Nos escondemos bajo nuestras propias casas porque salir a la calle se convirtió en una ruleta rusa donde el miedo te enloquece, y como dice Ismael, no hay derecho de salir con miedo a la calle. Y no hay derecho a vivir sin amor, ni a darse la oportunidad de disfrutar de las cosas, ni suspirar por las palabras de alguien en el momento indicado. Parecemos extraños que tenemos terror a hablarnos, anticipando que alguien nos hará daño bajamos la mirada y seguimos nuestra rutina de desconciertos anticipados.
Yo pregunto. ¿Esto es parte de volverse grande?. Quizás habría que recordar lo que pensábamos de ser grande cuando eramos chicos, cuando nos hacíamos las promesas de que nunca dejaríamos de soñar, de intentar, de arriesgarnos, de respetar, de ceder, de ser humanos. Es increíble como irremediablemente vamos a lo seguro, nos refugiamos y evitamos a toda costa que alguien nos mueva algo de lugar, sentirnos perdidos de grandes es como un pecado, algo que no puede pasar. Y yo quiero me pase, no quiero convertirme en esa clase de persona mediocre que supone que a partir de cierta edad lo que sigue es en línea recta. Y tenemos modos, y formas de hablar, y queremos parecer adultos en las charlas y en las conductas y miramos de reojo a los enamorados que se matan a besos frente al mundo sobre la vereda. Como enojados por no hacer lo mismo.
Y me lo vuelvo a preguntar, todo esto que siento, ¿es porque crezco, o sencillamente es una manera de ver las cosas cuando me doy cuenta que no me reconozco?. Quizás el mundo entero cambió y ya no solo la adultez nos vuelve máquinas monótonas sino también nuestra juventud. No sería raro pensarlo mientras vemos a tantos chicos con mirada sombría, con presiones, con los padres alterados y peleando sin tener tiempo para ellos, con tanta competencia en todos lados. Pareciera que entramos en un ritmo tan vertiginoso impuesto por otros que las personas nos olvidamos de lo que somos, de nuestras vidas, de nuestros derechos. Y mientras tanto Ismael nos dice que sigue sin haber derecho de salir con miedo a la calle.
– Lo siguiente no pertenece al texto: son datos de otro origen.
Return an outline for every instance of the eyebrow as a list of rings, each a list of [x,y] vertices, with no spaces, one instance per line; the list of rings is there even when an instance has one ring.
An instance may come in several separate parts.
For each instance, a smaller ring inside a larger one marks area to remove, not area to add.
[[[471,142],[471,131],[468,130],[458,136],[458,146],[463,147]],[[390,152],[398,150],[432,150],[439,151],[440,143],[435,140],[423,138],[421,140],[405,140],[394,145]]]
Intento encontrar una manera de romper con este hechizo paralizante y no lo logro. Una sola vez pude desprenderme totalmente de internet, y me duró tan solo un mes. En donde me di el tiempo de visitar amigos a tomar mate, de leer, de salir a la calle a caminar a la tarde sin escuchar música, sólo a la gente. De no tener que encender la compu para escuchar un CD, o para escribirle algo a alguien, o para enterarnos de qué pasa en el mundo. Y en esos días me sentí mejor, y al mismo tiempo nostálgico, porque me encontraba haciendo cosas de mi pasado en este presente. Y era como retroceder. Pero yo no estoy tan seguro, quizás he retrocedido todo el tiempo posterior a ese entonces.
¿Alguien vive todo esto que siento? ¿Alguien no se halla? ¿Alguien quiere recuperar la magia de aquellos días? ¿Alguien quiere dejar de tener miedo? ¿A alguien le interesa recuperar su derecho a vivir?.